Şişli Terakki Lisesi sonrasında 1959 yılında İ.Ü.İktisat Fakültesi’ni bitirmiş, kendi okuluna asistan olmuş, 1963 yılında OECD Bursu ile Hollanda’da iktisadi planlama eğitimi almış ve 1967 yılında doçent ve 1973 yılında profesör olmuş olan Erdoğan Hoca, iki çocuğunu da iktisatçı olarak yetiştirmiş olması ve en az İstanbul İktisat Fakültesi’ndeki katkıları kadar, medyada yorumcu ve çeşitli kurumlarda danışman olarak yaptığı katkılarla da ülkemizin en çok tanınan ve analizlerine en çok güvenilen birkaç iktisatçısından biri idi.
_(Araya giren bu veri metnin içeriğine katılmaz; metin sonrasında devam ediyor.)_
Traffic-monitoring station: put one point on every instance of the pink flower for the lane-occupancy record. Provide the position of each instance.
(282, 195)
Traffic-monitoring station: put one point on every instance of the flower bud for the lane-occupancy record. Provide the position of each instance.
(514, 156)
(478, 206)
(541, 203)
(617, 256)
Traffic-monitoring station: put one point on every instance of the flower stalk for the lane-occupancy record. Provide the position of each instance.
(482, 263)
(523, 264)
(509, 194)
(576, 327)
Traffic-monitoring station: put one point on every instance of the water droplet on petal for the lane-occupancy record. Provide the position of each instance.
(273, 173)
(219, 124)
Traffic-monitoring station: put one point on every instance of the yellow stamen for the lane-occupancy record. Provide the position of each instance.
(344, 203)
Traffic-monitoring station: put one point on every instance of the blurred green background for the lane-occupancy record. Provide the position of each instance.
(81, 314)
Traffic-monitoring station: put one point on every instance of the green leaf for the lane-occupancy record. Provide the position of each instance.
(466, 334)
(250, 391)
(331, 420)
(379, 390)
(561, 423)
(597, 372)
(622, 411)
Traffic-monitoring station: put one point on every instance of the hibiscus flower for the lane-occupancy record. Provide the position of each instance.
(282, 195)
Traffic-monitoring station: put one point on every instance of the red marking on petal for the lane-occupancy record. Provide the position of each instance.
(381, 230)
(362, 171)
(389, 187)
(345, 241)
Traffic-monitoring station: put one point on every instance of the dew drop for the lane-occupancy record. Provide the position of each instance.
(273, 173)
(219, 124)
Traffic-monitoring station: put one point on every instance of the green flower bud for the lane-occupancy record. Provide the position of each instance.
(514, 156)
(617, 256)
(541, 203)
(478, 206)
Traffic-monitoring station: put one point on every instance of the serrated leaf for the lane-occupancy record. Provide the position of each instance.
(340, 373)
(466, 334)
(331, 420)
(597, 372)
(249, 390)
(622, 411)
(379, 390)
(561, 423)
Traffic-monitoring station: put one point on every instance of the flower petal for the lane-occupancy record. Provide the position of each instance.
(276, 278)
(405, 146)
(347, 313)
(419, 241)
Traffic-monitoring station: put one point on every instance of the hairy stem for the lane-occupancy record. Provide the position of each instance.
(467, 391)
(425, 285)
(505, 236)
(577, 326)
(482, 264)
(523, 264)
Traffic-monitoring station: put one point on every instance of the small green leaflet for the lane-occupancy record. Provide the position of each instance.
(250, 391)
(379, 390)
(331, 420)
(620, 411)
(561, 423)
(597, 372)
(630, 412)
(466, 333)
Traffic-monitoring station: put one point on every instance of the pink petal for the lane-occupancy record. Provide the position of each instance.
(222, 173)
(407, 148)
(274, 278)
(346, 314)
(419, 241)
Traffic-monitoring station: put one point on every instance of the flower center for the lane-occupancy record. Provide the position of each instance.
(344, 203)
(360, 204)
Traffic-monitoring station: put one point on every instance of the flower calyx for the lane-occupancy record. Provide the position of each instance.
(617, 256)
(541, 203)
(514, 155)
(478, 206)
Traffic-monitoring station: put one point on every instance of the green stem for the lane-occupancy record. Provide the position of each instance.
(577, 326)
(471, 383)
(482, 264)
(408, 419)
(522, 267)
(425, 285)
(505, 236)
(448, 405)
Cenazesi bugün Teşvikiye Camii’nden kaldırılacak.
***
Erdoğan Hoca bugün sağ olsa ekonomik gidişat açısından özetle neler derdi?
Tüm dünyayı da en az Türkiye kadar takip ettiği için ABD’de 2012 dördüncü çeyrek büyüme sayısının dün yüzde 0.1 büyümeden yüzde 0.4 büyümeye revize edilmesini vurgular ve ABD’nin Sandy Fırtınası ve Bütçe ve Kamu Borcu konusundaki kavgalara rağmen artık krizden tamamen çıkmaya çok yakın olduğunu, ABD’nin 14 çeyrektir yüzde 2 civarında pozitif büyümesinin de tüm dünya ve de Türkiye için iyi olduğunu söylerdi.
NUR İÇİNDE YAT ‘HOCAM’
Son 10 günün temel gündem maddesini oluşturan G.Kıbrıs çöküşünün cari denge açığı ve döviz kuruyla alakası olmadığının da altını çizerek belirtirdi. Güney Kıbrıs’ta bankaların ülkenin 20 milyar euroluk GSYİH sayısının nerede ise dört misli mevduat aldığını ama aşırı kredi verme ve mevduatları Yunanistan’ın batık kamu ve banka menkul kıymetlerine yatıran banka yöneticilerinin ve gidişatı frenlemeyen siyasetçilerin G.Kıbrıs’ı bankacılık balonuyla batırdıklarının altını çizerdi. G.Kıbrıs’ta cari denge açığının 2 milyar eurodan az, banka batıklarının ise bu 2 milyarın 25 misli kadar olduğunu gündeme getirirdi.
Ayrıca ülkemizin ratinginin S&P tarafından nihayet yatırım düzeyinin bir altına yükseltilmesi olgusundan ne kadar memnun olduğunu da heyecanla vurgulardı. Kötümserlik satanlara da ülkenin, kamu maliyesi ve borç stoku, banka sektörü güçlülüğü, döviz rezervi, enflasyon ve faiz düzeyi olarak tarihsel en düşük düzeyde bulunduğunu hatırlatır ama cari denge sorununu çözmek için ülkenin tasarruf düzeyini artırmamız gerektiğini, eğitimin ve üretimde verimlilik konusunun önemini gündemde tutardı. Siyasetin de kavga ve gürültüden kurtarılması gerektiğini tekrar tekrar gündeme getirirdi.
Ben şahsen Erdoğan Hoca’yı her zaman hatırlayacak ve onun öğrettiklerinin çoğunu da kendi yaşamımda uygulamaya gayret ve devam edeceğim. Nur içinde yat “Hocam”!